The notion of harnessing the physics of quantum mechanics for a massive leap in computing power is firmly in the realm of science. But many people believe that applying these techniques to secure commercial communications is far more feasible.
Duncan Earl is one of them. He’s the chief technology officer of GridCom Technologies, a startup which recently secured seed funding to build a prototype quantum encryption system designed specifically for the electricity grid. The company’s hope is to have a demonstration system working next year near its home base in San Diego. Utilities would pay about $50 a month for access to a software service and hardware that encrypt critical communications in an area.
With GridCom Technologies, Earl is trying to make critical infrastructure more secure by encrypting data send to grid control systems. Traditional encryption techniques can’t work at the low latency speeds—measured in milliseconds–required for SCADA systems, which leaves them vulnerable to attack. Earl is an expert in optical technologies who worked at Oak Ridge National Laboratory and helped spin out an optical lighting company in 2006.

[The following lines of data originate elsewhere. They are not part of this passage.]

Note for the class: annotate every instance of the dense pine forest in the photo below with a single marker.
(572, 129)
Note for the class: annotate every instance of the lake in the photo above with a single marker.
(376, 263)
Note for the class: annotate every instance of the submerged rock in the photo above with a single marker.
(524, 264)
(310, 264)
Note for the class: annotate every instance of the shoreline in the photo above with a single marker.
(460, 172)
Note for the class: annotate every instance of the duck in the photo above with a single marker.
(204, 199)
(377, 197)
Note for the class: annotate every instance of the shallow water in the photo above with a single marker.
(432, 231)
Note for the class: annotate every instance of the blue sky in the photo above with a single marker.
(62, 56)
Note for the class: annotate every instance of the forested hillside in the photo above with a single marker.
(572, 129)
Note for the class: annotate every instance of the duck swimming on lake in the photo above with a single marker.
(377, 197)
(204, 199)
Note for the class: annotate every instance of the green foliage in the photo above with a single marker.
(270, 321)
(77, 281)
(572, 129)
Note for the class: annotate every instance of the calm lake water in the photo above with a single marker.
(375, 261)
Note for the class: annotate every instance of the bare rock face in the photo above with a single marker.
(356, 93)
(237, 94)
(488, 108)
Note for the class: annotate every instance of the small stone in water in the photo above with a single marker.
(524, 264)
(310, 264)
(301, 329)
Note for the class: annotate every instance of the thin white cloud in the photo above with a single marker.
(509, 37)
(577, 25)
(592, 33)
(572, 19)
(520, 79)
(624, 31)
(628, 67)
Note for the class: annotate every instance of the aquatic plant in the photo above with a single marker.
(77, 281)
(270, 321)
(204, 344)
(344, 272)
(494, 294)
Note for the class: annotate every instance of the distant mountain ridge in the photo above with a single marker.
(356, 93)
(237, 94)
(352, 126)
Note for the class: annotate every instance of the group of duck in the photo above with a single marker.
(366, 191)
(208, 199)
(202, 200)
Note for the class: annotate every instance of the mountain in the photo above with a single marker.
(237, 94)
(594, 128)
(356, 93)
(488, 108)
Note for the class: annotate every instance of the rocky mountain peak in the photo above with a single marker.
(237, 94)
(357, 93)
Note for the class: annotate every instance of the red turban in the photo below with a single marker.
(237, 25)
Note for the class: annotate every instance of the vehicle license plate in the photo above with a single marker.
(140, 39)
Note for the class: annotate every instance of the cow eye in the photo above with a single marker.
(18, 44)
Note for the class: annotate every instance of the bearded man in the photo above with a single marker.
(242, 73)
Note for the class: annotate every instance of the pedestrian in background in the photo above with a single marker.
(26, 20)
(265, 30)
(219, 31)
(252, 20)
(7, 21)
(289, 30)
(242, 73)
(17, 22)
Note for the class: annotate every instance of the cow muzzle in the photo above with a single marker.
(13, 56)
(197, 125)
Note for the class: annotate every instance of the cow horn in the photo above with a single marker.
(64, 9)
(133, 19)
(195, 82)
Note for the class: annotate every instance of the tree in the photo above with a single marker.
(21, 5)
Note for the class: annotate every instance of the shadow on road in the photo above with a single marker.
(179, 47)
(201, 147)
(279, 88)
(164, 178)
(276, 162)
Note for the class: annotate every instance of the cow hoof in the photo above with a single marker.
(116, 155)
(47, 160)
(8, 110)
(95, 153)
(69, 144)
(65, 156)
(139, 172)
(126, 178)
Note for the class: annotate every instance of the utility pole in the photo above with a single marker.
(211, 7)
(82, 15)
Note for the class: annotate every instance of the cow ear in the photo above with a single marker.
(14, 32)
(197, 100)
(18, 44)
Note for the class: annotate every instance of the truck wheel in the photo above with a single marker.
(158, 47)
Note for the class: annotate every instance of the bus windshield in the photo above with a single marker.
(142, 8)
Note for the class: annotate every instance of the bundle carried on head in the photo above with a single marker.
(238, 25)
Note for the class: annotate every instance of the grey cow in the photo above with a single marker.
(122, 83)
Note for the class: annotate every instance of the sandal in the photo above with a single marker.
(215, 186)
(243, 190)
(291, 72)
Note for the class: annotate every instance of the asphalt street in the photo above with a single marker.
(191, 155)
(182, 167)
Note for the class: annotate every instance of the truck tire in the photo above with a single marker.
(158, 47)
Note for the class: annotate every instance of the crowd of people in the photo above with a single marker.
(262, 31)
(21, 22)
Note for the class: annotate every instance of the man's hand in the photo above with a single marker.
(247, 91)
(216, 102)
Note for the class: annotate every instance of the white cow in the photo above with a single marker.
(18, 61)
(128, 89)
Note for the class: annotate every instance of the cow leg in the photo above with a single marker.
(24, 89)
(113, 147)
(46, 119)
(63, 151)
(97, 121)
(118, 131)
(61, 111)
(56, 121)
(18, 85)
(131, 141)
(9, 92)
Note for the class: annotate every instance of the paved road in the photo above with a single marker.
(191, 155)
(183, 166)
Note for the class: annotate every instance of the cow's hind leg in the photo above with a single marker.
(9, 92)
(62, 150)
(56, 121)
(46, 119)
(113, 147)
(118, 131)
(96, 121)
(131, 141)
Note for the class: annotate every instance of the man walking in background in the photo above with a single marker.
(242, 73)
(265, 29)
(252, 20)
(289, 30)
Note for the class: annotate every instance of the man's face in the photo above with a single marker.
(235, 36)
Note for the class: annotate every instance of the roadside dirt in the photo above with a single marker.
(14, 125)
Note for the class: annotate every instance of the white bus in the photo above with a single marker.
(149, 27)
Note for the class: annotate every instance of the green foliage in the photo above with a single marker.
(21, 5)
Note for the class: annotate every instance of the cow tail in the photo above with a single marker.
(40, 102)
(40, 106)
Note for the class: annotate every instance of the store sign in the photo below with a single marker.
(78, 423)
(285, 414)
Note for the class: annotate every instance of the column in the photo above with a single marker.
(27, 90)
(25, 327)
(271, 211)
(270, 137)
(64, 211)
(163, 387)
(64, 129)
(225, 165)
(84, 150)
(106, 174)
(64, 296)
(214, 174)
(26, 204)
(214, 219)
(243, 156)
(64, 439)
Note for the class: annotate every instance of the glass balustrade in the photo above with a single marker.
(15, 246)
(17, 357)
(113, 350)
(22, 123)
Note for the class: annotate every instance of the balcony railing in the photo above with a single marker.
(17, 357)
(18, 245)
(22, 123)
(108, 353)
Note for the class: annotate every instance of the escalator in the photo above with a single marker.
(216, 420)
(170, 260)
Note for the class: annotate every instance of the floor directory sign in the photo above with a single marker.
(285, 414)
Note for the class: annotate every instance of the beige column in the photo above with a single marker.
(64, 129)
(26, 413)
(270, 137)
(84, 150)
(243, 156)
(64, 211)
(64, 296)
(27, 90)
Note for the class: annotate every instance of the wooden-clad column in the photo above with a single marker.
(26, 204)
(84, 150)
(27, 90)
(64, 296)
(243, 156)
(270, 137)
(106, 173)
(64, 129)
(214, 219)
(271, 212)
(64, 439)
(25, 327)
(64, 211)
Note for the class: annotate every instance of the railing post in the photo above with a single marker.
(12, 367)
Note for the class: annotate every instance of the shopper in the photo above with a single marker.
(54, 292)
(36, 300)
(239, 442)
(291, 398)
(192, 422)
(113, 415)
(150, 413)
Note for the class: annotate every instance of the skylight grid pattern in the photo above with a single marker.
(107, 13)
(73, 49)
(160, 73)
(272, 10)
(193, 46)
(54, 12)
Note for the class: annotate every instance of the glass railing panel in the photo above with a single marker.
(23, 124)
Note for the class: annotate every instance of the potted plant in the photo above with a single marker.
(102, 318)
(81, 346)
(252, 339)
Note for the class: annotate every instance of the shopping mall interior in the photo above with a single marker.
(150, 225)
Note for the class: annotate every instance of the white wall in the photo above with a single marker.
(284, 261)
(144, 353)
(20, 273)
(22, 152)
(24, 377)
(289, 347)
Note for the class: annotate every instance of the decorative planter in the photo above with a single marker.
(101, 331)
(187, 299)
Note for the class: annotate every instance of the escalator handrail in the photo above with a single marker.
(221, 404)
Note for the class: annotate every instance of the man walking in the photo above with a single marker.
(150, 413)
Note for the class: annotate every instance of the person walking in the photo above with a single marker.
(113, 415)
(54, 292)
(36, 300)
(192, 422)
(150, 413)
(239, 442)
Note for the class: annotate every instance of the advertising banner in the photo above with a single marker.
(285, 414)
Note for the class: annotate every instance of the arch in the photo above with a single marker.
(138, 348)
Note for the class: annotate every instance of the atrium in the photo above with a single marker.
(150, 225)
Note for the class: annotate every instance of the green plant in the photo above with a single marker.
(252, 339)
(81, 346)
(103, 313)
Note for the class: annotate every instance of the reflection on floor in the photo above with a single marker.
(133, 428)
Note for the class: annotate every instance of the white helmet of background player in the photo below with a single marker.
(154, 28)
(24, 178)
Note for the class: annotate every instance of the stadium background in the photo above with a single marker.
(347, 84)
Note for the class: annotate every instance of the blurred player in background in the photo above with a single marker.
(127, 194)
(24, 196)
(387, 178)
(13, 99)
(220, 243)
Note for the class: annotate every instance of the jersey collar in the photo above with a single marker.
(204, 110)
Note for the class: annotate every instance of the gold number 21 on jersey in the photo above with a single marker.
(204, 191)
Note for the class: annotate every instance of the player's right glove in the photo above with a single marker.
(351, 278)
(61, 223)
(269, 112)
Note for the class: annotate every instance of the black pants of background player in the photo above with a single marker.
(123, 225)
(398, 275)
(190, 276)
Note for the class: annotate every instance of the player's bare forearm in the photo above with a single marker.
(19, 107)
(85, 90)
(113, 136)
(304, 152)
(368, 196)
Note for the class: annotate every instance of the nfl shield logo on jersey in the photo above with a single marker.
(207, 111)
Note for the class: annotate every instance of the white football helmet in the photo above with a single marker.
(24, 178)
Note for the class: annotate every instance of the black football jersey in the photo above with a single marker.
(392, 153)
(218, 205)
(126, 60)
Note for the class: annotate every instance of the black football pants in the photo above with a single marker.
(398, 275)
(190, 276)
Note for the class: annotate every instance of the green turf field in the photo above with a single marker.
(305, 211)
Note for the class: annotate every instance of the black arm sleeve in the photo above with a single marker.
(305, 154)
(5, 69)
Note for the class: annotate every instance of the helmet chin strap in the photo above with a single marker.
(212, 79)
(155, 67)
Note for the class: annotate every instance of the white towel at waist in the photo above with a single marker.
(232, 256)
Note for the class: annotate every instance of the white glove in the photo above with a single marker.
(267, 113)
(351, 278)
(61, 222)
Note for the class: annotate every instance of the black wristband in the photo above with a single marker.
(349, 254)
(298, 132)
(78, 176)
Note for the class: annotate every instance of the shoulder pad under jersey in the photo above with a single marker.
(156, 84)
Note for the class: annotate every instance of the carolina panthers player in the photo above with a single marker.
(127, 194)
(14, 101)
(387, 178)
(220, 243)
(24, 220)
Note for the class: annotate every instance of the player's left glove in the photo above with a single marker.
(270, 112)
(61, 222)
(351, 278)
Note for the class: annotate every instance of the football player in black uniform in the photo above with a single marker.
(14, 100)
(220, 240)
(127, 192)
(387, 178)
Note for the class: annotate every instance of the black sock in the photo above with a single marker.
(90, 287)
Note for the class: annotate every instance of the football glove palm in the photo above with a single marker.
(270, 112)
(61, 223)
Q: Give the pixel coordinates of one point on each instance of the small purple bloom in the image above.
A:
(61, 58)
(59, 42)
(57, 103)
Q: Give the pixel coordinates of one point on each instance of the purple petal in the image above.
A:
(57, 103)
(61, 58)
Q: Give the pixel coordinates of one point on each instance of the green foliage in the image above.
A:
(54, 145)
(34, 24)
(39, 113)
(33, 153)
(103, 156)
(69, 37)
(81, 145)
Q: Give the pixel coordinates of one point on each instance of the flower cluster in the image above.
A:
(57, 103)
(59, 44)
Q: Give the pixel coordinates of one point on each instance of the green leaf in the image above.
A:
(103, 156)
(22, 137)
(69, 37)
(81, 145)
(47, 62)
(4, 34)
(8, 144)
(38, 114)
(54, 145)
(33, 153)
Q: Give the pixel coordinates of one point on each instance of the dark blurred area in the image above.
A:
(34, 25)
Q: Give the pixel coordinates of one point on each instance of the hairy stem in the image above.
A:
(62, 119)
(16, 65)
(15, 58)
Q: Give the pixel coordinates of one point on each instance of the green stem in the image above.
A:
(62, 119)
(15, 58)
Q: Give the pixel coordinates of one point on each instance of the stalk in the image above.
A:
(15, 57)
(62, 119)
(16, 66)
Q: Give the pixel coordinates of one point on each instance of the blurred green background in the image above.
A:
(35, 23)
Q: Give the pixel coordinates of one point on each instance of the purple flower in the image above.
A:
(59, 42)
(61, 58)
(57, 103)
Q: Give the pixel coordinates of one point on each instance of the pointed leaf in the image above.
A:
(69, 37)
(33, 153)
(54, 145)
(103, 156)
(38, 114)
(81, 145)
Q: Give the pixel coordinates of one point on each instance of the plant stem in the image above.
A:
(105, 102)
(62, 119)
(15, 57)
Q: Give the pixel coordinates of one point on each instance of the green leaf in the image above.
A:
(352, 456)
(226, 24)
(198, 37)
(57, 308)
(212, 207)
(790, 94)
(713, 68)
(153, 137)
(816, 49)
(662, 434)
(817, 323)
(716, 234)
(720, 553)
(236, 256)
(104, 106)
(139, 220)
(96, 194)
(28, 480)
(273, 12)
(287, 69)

GridCom Technology’s system works by generating two photons using a laser and storing them in optical fiber cables. These twin photons each have an opposition polarization—either a wave oscillating up and down or left and right, Duncan explains. According to quantum mechanics, if one tries to measure these photons, it will change the state of the other and the photons are no longer “entangled.” This phenomenon allows a communications system to detect if a message has been intercepted.